Si vous voulez l’utiliser vous-même, vous pouvez désormais vous inscrire à Gyroscope.

Mars 2014 : l’inspiration

Get your move on

J’étais sur le point de partir à Paris avec mon colocataire. C’est un photographe passionné, et quand nous partons quelque part, il construit d’habitude un mini-site sur notre voyage, plein de belles photos et vidéos en plein écran. Le précédent racontait notre aventure au Japon.

C’était toujours un plaisir d’y revenir quelques mois plus tard et de retrouver la chronique détaillée de ce que nous avions fait, avec de superbes photos et vidéos de chaque étape.

Pour ce voyage, nous avons décidé d’utiliser l’app Moves pour garder trace de tous nos déplacements. Je l’ai installée dans la file de sécurité à SFO, sans me douter que c’était le début de ce qui allait vite devenir une obsession.

Certains ont peut-être essayé Moves ou des apps similaires par le passé et rencontré des problèmes d’autonomie. Pendant longtemps, toutes les apps basées sur le GPS ou le mouvement (Nike, Localiser mes amis, Highlight, etc.) étaient épouvantables parce qu’elles vidaient la batterie en un rien de temps. Puis l’iPhone 5S est sorti. Mais avec la rumeur qui bruissait autour de la future iWatch, la sortie révolutionnaire du processeur M7 d’Apple est passée inaperçue pour presque tout le monde, moi compris.

D’un coup, il devenait possible de faire énormément de choses avec un impact minime sur la batterie. D’un coup, une masse de contenu riche était disponible en temps réel. D’un coup, toute une génération d’appareils de fitness devenait obsolète. Des problèmes de matériel devenaient de simples problèmes de logiciel. Moves était l’une des rares apps à vraiment en profiter.

Battements

À peu près au même moment, quelqu’un m’a parlé d’une app, Cardiio, capable de lire votre fréquence cardiaque avec l’appareil photo de l’iPhone. Je l’ai téléchargée surtout parce que je ne croyais pas que ça marcherait. Je me fichais complètement de savoir à quelle vitesse mon cœur battait.

Mais après quelques jours à jouer avec, j’étais obsédé. Ce qui était formidable, c’est que la mesure ne prenait qu’une quinzaine de secondes, peut-être 30 si on compte le temps de sortir le téléphone de sa poche, de le déverrouiller et d’ouvrir l’app.

Ce qui m’a vraiment accroché, c’est d’apprendre que les athlètes bien entraînés ont en général une fréquence cardiaque au repos plus basse. Plus bas, c’était mieux. Voilà une façon très simple d’obtenir une mesure objective de mon état du moment. Et c’était amusant.
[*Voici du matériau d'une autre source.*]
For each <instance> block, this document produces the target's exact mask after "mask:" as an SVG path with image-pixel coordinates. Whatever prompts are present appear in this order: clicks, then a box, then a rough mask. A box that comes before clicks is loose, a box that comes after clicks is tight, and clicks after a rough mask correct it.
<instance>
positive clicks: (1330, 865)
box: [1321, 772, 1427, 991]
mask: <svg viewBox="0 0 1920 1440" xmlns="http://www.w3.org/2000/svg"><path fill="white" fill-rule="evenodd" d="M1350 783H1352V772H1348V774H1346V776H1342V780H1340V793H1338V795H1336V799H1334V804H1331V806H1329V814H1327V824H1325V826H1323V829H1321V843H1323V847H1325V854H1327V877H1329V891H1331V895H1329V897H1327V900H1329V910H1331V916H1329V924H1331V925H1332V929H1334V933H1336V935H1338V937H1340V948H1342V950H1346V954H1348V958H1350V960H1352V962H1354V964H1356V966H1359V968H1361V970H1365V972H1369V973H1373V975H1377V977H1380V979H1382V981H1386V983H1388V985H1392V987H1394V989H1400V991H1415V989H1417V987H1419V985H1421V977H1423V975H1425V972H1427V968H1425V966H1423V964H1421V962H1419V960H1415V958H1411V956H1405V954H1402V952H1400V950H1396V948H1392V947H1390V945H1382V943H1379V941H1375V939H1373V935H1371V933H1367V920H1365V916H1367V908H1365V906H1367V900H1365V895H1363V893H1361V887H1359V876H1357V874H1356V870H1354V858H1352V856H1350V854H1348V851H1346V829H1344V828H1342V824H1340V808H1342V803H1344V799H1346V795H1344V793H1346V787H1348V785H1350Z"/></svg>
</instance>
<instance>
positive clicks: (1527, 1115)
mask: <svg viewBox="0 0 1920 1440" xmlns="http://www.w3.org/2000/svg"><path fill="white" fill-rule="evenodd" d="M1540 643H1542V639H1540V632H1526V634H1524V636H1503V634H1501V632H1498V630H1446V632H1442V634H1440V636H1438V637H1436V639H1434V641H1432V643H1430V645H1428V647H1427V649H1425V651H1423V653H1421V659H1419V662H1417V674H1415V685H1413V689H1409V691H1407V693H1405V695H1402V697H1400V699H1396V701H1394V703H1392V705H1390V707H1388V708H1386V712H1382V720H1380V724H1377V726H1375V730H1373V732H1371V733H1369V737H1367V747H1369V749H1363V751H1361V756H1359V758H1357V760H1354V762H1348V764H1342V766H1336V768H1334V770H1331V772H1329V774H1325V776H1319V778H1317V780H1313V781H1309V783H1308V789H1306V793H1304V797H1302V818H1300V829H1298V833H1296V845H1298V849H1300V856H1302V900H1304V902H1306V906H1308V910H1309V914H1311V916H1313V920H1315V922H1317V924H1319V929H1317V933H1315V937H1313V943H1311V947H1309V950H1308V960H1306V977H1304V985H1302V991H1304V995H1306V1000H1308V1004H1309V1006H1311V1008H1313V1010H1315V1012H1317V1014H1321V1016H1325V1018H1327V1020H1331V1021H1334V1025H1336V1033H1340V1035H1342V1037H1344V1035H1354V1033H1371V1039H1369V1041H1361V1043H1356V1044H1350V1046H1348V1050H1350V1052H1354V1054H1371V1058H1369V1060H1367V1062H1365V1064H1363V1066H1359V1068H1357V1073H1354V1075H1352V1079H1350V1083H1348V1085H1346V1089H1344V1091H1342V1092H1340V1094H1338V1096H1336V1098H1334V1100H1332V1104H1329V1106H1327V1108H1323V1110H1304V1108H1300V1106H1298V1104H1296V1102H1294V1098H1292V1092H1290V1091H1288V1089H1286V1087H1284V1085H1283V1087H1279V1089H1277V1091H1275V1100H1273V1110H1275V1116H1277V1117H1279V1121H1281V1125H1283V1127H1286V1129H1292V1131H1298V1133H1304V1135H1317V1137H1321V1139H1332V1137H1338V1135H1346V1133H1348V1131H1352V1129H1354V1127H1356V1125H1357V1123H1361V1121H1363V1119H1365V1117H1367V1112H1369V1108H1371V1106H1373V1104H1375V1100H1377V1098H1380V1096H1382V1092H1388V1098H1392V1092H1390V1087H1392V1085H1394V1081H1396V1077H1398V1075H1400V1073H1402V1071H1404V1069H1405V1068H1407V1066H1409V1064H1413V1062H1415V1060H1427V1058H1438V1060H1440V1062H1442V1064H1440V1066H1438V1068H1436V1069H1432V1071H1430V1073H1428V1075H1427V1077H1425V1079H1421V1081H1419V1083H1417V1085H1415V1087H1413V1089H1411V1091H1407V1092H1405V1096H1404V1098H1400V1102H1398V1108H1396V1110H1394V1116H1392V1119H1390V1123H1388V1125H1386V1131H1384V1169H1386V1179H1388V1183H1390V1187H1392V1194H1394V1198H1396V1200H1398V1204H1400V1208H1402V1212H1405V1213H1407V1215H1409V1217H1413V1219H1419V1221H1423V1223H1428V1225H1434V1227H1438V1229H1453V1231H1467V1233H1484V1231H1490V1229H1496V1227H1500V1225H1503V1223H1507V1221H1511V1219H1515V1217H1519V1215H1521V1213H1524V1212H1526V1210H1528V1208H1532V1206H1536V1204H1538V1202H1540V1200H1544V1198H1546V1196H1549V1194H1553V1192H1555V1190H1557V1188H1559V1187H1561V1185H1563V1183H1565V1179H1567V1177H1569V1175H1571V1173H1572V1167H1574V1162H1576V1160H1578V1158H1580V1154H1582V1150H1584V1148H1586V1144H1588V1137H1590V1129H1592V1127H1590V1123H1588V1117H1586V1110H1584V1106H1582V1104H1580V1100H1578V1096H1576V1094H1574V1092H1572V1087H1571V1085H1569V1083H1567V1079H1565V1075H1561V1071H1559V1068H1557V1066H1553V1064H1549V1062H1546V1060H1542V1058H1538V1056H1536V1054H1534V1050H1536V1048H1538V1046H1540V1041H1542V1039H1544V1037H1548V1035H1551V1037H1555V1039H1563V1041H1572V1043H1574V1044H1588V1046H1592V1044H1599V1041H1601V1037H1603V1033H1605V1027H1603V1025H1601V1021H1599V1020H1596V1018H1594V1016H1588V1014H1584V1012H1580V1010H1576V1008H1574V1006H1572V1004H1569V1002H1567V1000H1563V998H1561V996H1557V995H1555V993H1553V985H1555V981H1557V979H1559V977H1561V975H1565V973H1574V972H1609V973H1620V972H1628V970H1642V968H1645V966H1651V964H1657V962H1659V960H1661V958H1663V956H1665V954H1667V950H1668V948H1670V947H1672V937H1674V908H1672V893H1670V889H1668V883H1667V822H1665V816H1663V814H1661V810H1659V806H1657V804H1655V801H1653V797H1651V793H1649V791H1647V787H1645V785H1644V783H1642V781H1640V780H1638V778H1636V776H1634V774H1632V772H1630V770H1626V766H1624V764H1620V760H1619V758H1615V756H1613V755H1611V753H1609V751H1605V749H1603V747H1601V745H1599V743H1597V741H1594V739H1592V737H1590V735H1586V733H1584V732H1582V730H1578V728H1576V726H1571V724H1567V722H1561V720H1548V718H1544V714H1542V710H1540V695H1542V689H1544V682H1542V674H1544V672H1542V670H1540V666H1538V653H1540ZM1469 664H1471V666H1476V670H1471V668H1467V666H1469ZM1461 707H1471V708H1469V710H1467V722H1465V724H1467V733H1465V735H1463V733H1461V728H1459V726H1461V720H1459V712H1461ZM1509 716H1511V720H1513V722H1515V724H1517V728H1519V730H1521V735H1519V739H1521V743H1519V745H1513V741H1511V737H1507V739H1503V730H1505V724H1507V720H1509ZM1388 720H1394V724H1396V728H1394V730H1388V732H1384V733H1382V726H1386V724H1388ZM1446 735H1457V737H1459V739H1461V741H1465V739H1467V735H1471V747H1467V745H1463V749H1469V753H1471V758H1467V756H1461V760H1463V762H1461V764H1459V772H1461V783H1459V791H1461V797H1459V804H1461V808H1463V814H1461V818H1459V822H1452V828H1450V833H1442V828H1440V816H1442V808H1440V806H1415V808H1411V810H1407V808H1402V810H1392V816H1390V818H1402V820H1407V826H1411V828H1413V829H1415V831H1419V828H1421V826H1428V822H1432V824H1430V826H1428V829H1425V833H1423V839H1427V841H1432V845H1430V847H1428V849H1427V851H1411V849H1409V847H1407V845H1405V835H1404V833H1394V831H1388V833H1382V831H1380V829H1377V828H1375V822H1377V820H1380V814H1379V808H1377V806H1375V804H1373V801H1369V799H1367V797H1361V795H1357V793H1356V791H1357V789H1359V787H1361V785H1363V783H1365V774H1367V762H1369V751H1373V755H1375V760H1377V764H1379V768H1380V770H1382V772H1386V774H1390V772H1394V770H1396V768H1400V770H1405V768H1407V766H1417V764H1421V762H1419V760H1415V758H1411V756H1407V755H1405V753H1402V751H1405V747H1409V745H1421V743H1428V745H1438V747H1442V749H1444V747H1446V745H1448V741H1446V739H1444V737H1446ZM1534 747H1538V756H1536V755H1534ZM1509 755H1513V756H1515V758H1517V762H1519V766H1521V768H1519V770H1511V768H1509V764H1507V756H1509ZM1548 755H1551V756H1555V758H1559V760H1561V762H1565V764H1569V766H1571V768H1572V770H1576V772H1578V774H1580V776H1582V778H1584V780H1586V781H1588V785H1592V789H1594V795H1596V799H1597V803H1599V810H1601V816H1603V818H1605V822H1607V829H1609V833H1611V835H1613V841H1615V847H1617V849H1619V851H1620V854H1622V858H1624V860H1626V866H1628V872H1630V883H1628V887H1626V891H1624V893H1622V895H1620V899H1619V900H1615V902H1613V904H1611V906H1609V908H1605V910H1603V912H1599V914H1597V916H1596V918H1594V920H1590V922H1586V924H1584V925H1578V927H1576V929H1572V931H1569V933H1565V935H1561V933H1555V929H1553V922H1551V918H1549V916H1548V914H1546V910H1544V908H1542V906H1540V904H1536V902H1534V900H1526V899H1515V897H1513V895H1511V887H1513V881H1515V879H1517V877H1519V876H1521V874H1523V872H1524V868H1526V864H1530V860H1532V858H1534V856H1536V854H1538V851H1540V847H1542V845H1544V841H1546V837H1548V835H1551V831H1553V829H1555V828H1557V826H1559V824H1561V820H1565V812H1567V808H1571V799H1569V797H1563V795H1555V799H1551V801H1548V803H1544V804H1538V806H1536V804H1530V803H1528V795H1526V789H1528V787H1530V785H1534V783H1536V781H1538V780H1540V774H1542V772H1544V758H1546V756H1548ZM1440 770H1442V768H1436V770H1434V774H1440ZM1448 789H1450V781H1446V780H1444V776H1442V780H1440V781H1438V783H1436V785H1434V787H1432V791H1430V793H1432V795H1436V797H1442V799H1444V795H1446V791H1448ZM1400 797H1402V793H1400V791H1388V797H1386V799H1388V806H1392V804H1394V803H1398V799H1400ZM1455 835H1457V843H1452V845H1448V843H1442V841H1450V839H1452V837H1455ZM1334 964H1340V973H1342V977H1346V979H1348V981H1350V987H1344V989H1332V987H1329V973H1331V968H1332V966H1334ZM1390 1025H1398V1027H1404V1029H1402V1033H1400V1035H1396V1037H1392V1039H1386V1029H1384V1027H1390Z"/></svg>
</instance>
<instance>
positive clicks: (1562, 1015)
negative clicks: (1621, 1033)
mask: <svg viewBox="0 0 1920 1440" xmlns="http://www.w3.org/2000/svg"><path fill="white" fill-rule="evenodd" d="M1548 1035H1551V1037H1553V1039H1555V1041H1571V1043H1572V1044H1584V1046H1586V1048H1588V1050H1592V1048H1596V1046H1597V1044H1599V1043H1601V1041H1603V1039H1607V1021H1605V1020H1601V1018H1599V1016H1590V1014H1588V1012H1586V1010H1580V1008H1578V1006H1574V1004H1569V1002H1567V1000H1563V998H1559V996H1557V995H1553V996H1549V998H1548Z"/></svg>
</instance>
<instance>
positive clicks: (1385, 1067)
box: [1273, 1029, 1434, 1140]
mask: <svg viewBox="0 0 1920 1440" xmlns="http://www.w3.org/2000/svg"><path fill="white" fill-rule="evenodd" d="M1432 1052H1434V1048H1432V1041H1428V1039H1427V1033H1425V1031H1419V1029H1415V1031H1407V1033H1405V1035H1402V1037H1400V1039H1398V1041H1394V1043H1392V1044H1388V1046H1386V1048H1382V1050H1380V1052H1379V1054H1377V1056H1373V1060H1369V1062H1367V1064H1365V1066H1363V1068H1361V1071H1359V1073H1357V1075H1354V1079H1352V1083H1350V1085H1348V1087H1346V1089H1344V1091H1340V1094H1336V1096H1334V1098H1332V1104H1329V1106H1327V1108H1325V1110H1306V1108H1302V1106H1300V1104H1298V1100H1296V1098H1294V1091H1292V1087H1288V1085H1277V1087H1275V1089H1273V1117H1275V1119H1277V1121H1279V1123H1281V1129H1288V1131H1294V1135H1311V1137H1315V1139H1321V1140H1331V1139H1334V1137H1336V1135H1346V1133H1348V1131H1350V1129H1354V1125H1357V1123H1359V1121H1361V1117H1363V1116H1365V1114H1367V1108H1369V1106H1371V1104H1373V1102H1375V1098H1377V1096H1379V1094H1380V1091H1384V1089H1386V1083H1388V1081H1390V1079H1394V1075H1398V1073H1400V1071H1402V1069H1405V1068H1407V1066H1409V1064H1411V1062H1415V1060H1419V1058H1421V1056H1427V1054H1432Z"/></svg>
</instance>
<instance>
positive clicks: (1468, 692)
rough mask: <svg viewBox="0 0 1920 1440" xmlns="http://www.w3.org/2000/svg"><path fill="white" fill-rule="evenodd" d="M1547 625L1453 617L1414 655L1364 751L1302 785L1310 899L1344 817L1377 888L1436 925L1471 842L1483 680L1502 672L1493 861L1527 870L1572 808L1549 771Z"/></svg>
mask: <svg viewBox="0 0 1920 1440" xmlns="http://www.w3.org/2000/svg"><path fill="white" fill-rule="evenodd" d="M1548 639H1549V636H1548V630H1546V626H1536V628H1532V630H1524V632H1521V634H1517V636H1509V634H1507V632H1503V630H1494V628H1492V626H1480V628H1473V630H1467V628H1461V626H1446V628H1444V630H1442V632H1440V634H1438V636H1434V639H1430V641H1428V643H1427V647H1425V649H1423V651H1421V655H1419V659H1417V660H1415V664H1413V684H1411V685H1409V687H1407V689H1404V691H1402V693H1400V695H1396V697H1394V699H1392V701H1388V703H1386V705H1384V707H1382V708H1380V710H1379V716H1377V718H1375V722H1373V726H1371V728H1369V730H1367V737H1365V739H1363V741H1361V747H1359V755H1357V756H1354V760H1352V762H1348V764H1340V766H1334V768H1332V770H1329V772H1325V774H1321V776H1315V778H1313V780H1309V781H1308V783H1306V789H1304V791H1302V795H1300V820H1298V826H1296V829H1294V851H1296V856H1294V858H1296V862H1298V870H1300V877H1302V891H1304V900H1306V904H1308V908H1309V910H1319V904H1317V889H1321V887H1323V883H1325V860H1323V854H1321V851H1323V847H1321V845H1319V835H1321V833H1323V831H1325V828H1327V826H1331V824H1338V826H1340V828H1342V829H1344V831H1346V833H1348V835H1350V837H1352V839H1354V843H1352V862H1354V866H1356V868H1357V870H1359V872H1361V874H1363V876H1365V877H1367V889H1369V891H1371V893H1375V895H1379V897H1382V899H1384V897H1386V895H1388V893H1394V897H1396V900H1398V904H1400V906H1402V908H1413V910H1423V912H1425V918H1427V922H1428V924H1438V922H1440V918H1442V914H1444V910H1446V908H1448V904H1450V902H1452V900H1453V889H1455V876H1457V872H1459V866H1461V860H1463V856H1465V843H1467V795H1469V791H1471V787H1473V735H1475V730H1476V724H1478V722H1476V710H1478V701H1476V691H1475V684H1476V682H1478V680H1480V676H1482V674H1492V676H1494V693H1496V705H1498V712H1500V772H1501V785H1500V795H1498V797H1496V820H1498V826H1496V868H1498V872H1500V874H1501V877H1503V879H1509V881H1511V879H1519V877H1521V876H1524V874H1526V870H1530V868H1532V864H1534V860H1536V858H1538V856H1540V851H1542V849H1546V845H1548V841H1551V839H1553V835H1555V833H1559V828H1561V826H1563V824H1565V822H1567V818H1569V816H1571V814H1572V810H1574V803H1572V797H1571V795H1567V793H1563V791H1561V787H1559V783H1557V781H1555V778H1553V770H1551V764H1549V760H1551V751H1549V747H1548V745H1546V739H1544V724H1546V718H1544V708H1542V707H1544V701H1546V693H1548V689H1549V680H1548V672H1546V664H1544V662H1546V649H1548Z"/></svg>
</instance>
Une semaine, j’ai remarqué que ma fréquence cardiaque était anormalement haute, autour de 80 ou 90 alors qu’elle tournait plutôt à 60. Étais-je stressé par quelque chose ? Je suis parti pour une longue course, puis j’ai revérifié le lendemain. De retour à 60. Fascinant…

C’était comme si j’avais installé New Relic dans mon corps. J’avais l’habitude de regarder des graphiques et de réparer des choses. Sauf qu’au lieu d’un serveur, cette fois c’était mon corps.

Courir pour la vie

Mon loisir précédent, c’était l’escalade en salle. J’habitais à quelques rues de Mission Cliffs, et le bloc y était devenu ma routine du soir. Mais c’est un sport assez exigeant et j’ai vite enchaîné les blessures à l’épaule.

Je me suis mis à courir à la place. Je sortais d’une grosse rupture et c’était une excellente façon de tenir le coup. J’avais utilisé l’app Nike Running de temps en temps, un mile par-ci par-là, sans jamais accumuler de vrai kilométrage. L’app avec GPS me tuait la batterie, donc ce n’était pas très agréable.

Mais avec le M7, mes genoux lâchaient bien avant mon téléphone. Les belles montres Garmin ou les Fitbit auxquelles je pensais n’étaient plus nécessaires. C’est facile de se trouver des excuses en disant qu’il manque un outil essentiel, mais tout ce dont j’avais besoin était déjà dans ma poche.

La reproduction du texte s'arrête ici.